Task Force
Report: Collaboration Subcommittee
2002
Our committee came together quickly, collaborated
and had great (fun) conversations
-
Jean Parks, Southwestern
-
Art Moore, Centre
-
John Tombarge, Washington
and Lee
-
Charlotte Ford, Birmingham
Southern
-
Tom Lairson, Rollins
-
Kathy Monday, Richmond
-
Bob Johnson, Rhodes
Our charge - 3-part (using survey responses
and reports from 1st round projects)
-
identify best practices
for intracampus collaboration
-
identify best practices
for intercampus collaboration
-
determine the prospects
for interconsortial collaboration
Intracampus Collaboration
John Tombarge was first to point out the difficulty in using our sources
for best practices in that we cannot be sure what worked, only what
sounded like it would work - i.e., best ideas (with that in mind,
we identified IT institutions with promising intracampus collaborations
that we plan to keep investigating).
These are institutions that
drew attention to their collaborations in their responses to the survey.

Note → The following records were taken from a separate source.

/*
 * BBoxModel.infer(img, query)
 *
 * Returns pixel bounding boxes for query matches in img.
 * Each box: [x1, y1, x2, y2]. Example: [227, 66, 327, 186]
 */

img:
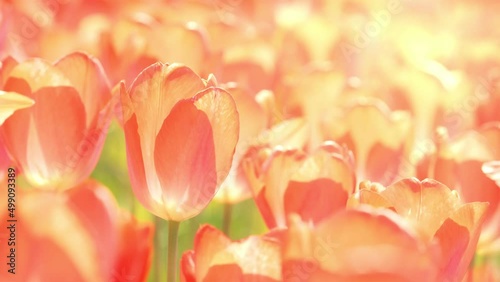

While other institutions undoubtedly involve collaborative efforts,
the explicit mention of collaboration indicated to us its relative importance
to the respondents. From them, in particular, we learned:
Qualifications to Collaboration that distinguish
forms of Collaboration:
| Scope
|
The nature
of collaboration shifts, understandably, with the types of program |
| |
1. horizontal
curricular elaboration - broad, lots of people may be involved |
| |
2. vertical
curricular elaboration - deep, usually a liaison is named. |
| Scale
|
using
examples of either 1 or 2 for the other is problematic because
of the issues of scale as Tom Lairson pointed out |
Obstacles to Collaboration that Best Practitioners
Overcome
-
Disparity in the roles of
collaborators can be an obstacle when pay or release time is available
to one party but not the others, problems related to personal economics
may arise.
-
Role definition appears
to be an issue. IT staff are rarely mentioned as collaborators,
it would appear, because librarians are called upon to be technicians
as well as research instructors in IF projects. Moreover, it appears
that in many projects, the goal appears to make faculty the subject
area instructor, research instructor, and technical skills instructor,
suggesting that the arena for collaboration is being defined as
prior to the classroom. This development may prove ultimately to
be an obstacle to collaboration in that new specialties may rise
up in faculty ranks to replace these non-faculty collaborators.
Best Practices for Intracampus Collaboration
With those qualifications, obstacles, and
catalysts in mind, we identified the following as best practices for
collaboration:
- Get students involved early (if your
evaluation suggests they should be - there might be roles that are
more suitable than others);
- Recognize collaborations;
- Formalize liaisons, where possible;
- Build relationships among sources of collaboration;
- Market the value of specialists in collaboration;
- Beware of forcing a relationship; be a
diplomat;
- Remember that it takes time;
- Find a common thread, perhaps a common
passion to generate movement.
Intercampus Collaboration
- Development of a digital archive of materials/products
and ideas/process for first-year and discipline-specific support;
- GIS may prove to be the most productive
intercampus collaboration opportunity in the short term.
Interconsortial Collaboration
- Training appears to raise most hopes for
productive collaboration - training for faculty primarily, but also
librarians and IT staff
- NITLE intrigues the committee, but we
are left with need for more direction to know how we might fit in.
We're just now hitting our stride as a consortium in our IF efforts.
- Use funds remaining in current grant
(and propose new grant to continue effort) to establish "Operation
Awesome Force."
- meeting to develop program - scopes
of project
- design
- implementation
- maintenance
- evaluation
- elaboration
- Use remaining funds to evaluate projects
to determine how each was successful or not, why or why not, identify
best practices
- Give priority in 3rd round funding to
intercampus collaborations. There is some belief that these projects
should be few in number and large in size of funding.